Cada uno de estos muros se halla tapizado por espaldares y vides cuyas menguadas y polvorientas fructificaciones son objeto de los temores anuales de la señora Vauquer y de sus conversaciones con los huéspedes. A lo largo de cada muralla hay una estrecha avenida que lleva a un grupo de tilos. Entre las dos avenidas laterales hay un parterre de alcachofas flanqueado por árboles frutales y bordeado de acedera, lechuga o perejil. Bajo los tilos hay una mesa redonda pintada de verde y rodeada de asientos. Allí, durante los días caniculares, los huéspedes lo suficientemente ricos para permitirse el lujo de tomar café vienen a saborearlo bajo un calor capaz de empollar huevos. La fachada, de tres pisos y buhardillas, está construida con morrillos y pintada de ese color amarillo que presta un carácter innoble a casi todas las casas de París. Las cinco ventanas practicadas a cada piso tienen pequeños cristales y están provistas de celosías, ninguna de las cuales está levantada de la misma manera, de suerte que todas sus líneas conspiran entre sí. La profundidad de esta casa comporta dos ventanas que en la planta baja tienen como adorno unos barrotes de hierro. Detrás del edificio hay un patio de unos veinte pies de ancho, en el que viven en perfecta armonía cerdos, gallinas, conejos, y al fondo del cual se levanta un cobertizo para guardar la leña. Entre este cobertizo y la ventana de la cocina se cuelga la fresquera, debajo de la cual caen las aguas grasientas del fregadero de la cocina. Este patio tiene en la calle Neuve-Sainte-Geneviève una puerta estrecha por la cual la cocinera echa las basuras de la casa, limpiando esta sentina con gran acompañamiento de agua, so pena de pestilencia.

Naturalmente destinada a la explotación de la pensión, la planta baja se compone de una primera pieza iluminada por las dos ventanas de la calle y en la que se penetra por una puerta-ventana.

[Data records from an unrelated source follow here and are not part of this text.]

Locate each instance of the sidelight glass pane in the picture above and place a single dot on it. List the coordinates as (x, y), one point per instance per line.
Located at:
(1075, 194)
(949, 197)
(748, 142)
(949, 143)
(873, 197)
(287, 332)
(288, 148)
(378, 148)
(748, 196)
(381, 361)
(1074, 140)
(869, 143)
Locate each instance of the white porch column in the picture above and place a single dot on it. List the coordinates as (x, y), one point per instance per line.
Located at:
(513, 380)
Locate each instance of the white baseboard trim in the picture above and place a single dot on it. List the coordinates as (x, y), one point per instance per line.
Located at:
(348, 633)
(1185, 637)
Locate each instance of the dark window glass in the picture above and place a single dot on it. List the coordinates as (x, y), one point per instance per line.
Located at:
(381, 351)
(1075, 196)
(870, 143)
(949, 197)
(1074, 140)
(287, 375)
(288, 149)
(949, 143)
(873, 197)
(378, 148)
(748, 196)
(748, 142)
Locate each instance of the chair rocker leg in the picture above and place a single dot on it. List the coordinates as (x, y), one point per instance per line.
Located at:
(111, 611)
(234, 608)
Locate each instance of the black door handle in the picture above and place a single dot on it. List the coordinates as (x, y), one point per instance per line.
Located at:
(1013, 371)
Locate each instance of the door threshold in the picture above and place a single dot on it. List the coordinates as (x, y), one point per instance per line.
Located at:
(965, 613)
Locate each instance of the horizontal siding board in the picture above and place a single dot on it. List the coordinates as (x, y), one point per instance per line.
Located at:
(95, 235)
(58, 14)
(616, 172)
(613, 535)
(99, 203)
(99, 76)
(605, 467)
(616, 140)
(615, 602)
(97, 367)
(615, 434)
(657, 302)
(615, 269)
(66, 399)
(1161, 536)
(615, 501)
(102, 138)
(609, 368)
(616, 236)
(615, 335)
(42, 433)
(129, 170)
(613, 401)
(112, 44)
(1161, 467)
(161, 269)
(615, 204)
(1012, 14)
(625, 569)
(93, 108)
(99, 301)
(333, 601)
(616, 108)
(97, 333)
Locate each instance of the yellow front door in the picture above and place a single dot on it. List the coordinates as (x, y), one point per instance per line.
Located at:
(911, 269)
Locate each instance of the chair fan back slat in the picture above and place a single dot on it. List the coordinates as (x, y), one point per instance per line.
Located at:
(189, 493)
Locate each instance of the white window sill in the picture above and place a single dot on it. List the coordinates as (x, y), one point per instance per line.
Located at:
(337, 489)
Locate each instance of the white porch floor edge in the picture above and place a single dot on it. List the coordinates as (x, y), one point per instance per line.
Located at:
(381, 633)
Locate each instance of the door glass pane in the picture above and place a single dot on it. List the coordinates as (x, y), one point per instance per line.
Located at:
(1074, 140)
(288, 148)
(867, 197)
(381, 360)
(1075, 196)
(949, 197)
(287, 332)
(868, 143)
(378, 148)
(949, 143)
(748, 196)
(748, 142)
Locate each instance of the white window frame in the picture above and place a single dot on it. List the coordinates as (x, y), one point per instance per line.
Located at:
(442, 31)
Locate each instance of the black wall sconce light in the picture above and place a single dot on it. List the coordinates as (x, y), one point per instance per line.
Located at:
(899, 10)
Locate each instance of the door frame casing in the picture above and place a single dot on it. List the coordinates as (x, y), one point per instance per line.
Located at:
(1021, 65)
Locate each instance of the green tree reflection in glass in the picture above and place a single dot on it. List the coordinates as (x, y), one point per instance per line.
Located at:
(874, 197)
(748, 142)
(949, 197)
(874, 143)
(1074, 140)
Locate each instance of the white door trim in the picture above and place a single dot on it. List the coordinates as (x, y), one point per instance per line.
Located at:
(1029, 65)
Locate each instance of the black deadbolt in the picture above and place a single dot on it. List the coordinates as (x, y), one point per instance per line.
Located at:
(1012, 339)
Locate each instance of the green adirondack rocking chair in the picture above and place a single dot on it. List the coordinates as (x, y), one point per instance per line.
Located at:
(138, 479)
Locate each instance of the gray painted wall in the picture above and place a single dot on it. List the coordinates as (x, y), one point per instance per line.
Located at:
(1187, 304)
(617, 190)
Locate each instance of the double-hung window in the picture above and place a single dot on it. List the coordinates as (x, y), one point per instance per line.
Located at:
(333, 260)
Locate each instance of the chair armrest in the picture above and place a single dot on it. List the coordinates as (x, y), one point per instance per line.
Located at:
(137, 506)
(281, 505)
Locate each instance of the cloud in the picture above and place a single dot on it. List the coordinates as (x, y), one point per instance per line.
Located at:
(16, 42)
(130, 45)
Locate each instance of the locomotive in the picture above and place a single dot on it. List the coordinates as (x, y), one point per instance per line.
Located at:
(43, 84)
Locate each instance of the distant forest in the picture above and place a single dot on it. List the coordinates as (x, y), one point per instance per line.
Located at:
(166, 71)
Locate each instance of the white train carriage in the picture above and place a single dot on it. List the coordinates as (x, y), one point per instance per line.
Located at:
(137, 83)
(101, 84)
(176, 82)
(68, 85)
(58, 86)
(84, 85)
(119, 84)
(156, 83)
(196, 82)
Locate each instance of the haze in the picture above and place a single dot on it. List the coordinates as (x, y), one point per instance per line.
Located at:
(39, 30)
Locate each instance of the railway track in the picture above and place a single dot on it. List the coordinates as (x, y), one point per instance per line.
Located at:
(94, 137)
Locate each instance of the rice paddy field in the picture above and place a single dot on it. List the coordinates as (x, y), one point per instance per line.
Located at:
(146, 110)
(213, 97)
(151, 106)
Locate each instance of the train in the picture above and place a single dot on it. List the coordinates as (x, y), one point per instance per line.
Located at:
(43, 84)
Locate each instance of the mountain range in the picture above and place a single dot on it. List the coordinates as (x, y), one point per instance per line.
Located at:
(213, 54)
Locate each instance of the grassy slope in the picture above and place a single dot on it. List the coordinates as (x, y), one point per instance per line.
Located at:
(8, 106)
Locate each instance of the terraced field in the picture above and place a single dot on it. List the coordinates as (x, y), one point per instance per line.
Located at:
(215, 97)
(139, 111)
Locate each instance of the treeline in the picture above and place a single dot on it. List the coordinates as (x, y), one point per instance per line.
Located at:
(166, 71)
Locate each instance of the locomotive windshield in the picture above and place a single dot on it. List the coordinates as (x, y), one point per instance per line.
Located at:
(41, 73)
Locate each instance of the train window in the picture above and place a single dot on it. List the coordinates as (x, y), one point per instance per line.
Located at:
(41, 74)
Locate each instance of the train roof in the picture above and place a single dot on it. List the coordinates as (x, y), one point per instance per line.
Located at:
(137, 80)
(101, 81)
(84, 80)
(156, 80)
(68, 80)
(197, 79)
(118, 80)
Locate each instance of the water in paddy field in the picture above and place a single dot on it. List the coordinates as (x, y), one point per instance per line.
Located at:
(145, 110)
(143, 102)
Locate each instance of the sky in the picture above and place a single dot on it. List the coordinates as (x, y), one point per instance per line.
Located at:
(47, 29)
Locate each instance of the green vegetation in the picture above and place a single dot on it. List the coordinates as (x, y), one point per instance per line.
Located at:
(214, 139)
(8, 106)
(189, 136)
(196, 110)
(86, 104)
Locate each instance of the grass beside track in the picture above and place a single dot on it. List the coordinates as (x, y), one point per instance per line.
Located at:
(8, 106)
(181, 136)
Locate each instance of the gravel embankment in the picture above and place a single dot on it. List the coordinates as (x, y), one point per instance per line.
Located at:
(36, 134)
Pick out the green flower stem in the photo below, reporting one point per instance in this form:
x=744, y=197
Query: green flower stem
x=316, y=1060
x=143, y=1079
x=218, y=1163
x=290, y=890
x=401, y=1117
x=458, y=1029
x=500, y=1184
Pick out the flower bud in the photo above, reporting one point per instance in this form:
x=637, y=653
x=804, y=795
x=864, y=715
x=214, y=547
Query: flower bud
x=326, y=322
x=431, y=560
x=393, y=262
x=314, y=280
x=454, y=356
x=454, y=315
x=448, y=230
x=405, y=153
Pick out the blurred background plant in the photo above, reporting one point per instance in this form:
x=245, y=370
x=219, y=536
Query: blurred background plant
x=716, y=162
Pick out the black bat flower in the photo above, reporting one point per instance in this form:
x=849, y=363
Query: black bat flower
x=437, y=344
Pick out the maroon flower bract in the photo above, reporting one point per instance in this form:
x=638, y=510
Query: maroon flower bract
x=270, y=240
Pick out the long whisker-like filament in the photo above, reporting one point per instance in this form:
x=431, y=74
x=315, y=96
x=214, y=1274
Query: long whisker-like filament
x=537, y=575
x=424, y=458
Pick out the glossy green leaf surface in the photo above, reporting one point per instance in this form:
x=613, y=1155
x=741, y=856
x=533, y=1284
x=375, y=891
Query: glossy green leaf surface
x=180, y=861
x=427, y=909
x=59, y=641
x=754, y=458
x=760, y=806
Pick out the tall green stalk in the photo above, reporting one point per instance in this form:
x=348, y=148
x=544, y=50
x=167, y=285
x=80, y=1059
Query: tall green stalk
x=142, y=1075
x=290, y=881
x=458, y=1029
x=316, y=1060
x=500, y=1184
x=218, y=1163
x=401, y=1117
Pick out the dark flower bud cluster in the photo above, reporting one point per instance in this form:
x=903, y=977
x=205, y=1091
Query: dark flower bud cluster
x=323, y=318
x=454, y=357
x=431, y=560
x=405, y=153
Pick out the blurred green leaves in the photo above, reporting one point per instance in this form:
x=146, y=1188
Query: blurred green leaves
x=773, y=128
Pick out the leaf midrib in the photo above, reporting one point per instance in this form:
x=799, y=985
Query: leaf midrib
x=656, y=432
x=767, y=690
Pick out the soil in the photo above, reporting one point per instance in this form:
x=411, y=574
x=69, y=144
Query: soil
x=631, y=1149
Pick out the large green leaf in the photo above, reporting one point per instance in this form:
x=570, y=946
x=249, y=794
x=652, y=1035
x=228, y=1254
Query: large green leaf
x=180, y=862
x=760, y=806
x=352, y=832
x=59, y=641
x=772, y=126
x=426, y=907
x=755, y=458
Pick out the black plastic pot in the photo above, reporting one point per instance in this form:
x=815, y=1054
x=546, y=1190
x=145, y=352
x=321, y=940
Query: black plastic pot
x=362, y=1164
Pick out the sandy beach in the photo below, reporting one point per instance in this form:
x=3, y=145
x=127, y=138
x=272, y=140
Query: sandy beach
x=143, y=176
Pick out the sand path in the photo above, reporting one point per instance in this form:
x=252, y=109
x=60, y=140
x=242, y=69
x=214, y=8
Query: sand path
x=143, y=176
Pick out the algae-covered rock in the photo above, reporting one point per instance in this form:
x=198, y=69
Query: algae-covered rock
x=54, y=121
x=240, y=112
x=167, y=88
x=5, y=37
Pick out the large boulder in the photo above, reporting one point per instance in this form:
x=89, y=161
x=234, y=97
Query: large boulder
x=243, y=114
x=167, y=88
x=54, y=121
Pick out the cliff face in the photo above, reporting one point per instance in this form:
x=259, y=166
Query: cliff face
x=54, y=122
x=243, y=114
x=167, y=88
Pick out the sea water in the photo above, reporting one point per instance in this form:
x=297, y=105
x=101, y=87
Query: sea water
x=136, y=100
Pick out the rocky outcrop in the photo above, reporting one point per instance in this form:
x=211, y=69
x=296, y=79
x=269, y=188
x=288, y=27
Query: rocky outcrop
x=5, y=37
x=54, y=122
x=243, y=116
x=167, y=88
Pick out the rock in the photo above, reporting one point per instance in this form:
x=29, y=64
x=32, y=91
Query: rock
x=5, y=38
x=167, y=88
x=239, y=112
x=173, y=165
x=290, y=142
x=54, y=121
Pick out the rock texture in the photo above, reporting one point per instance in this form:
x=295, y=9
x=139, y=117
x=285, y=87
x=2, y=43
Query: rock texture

Este salón comunica con un comedor que se halla separado de la cocina por la caja de una escalera cuyos peldaños son de madera y ladrillos descoloridos y gastados. Nada hay más triste que ver este salón amueblado con sillones y sillas con una tela a rayas, alternativamente mates y relucientes. Parte de las paredes está tapizada con papel barnizado, que representa las principales escenas de Telémaco, y cuyos clásicos personajes están pintados en colores. El panel, situado entre las ventanas enrejadas, ofrece a los pensionistas el cuadro del banquete dado al hijo de Ulises por Calipso. Desde hace cuarenta años, esta pintura suscita las bromas de los huéspedes jóvenes, que se creen superiores a su posición al burlarse de la comida a la que la miseria les condena. La chimenea de piedra, cuyo hogar siempre limpio atestigua que sólo se enciende fuego en las grandes ocasiones, está adornada por dos jarrones llenos de flores artificiales que acompañan a un reloj de mármol azulado del peor gusto. Esta primera pieza exhala un olor que carece de nombre en el idioma y que habría que llamar olor de pensión. Huele a encerrado, a moho, a rancio; produce frío, es húmeda, penetra los vestidos; posee el sabor de una habitación en la que se ha comido; apesta a servicio, a hospicio. Quizá podría describirse si se inventara un procedimiento para evaluar las cantidades elementales y nauseabundas que en ella arrojan las atmósferas catarrales y
sui generis
de cada huésped, joven o anciano. Bien, a pesar de estos horrores, si lo comparaseis con el comedor, que le es contiguo, hallaríais que este salón resulta elegante y perfumado. Esta sala, completamente recubierta de madera, estuvo en otro tiempo pintada de un color que hoy no puede identificarse, que forma un fondo sobre el cual la grasa ha impreso sus capas de modo que dibuje en él extrañas figuras. En ella hay bufetes pegajosos sobre los cuales se ven botellas, pilas de platos de porcelana gruesa, de bordes azules, fabricados en Tournay. En un ángulo hay una caja con compartimientos numerados que sirve para guardar las servilletas, manchadas o vinosas, de cada huésped.